Sang bayi yang sudah mencoba berjalan berkali-kali ini, dan terus-menerus terjatuh dalam “tahap belajar” yang tadi. Belakangan, dia mulai mengulurkan tangan kepada orang dewasa di dekatnya untuk mendapat bantuan, dan dari tuntunan tangan orang dewasa itu, kemudian dia mulai ‘betul-betul’ belajar berjalan. Ini pun “tahap belajar berjalan” sang bayi. Bedanya, kali ini sang bayi mulai menyadari bahwa saat itu dia – masih – tidak mampu berjalan.

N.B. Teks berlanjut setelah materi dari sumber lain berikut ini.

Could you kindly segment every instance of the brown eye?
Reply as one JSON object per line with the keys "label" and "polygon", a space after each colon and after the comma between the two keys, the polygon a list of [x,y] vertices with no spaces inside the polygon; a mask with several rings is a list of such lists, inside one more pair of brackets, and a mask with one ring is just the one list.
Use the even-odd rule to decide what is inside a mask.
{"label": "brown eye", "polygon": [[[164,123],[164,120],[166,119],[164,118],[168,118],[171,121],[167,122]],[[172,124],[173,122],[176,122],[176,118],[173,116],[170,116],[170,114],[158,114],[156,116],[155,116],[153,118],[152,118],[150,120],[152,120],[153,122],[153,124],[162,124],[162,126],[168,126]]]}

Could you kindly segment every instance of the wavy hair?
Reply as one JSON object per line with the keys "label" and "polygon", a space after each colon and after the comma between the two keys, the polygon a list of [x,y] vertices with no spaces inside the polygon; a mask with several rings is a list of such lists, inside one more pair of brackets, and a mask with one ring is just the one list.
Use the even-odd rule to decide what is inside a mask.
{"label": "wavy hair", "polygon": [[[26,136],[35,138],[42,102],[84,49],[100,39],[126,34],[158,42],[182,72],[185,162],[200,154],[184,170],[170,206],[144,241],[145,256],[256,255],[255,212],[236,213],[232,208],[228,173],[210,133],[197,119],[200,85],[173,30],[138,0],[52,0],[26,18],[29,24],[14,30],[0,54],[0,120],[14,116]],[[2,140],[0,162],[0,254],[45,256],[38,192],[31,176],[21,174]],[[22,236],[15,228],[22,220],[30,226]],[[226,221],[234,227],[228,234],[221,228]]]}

Seiring proses berlatih berjalan dengan tuntunan tangan orang dewasa tadi, akhirnya tiba saatnya tangan sang bayi lepas dari pegangan orang dewasa itu, entah sang bayi yang melepas pegangannya sendiri, atau orang dewasa itu yang melepaskan tangannya dari sang bayi. Pada tahap ini, sang bayi sudah mendapatkan pengetahuan cara berjalan, mulai menguasai cara berjalan, dan akhirnya dia tahu bagaimana harus berjalan. Ini pun termasuk “tahap belajar berjalan” sang bayi. Tetapi kali ini, dengan kesadaran bahwa dia sudah mampu untuk berjalan, dan si bayi mencoba belajar berjalan dengan “kemampuan” yang sudah didapatnya itu.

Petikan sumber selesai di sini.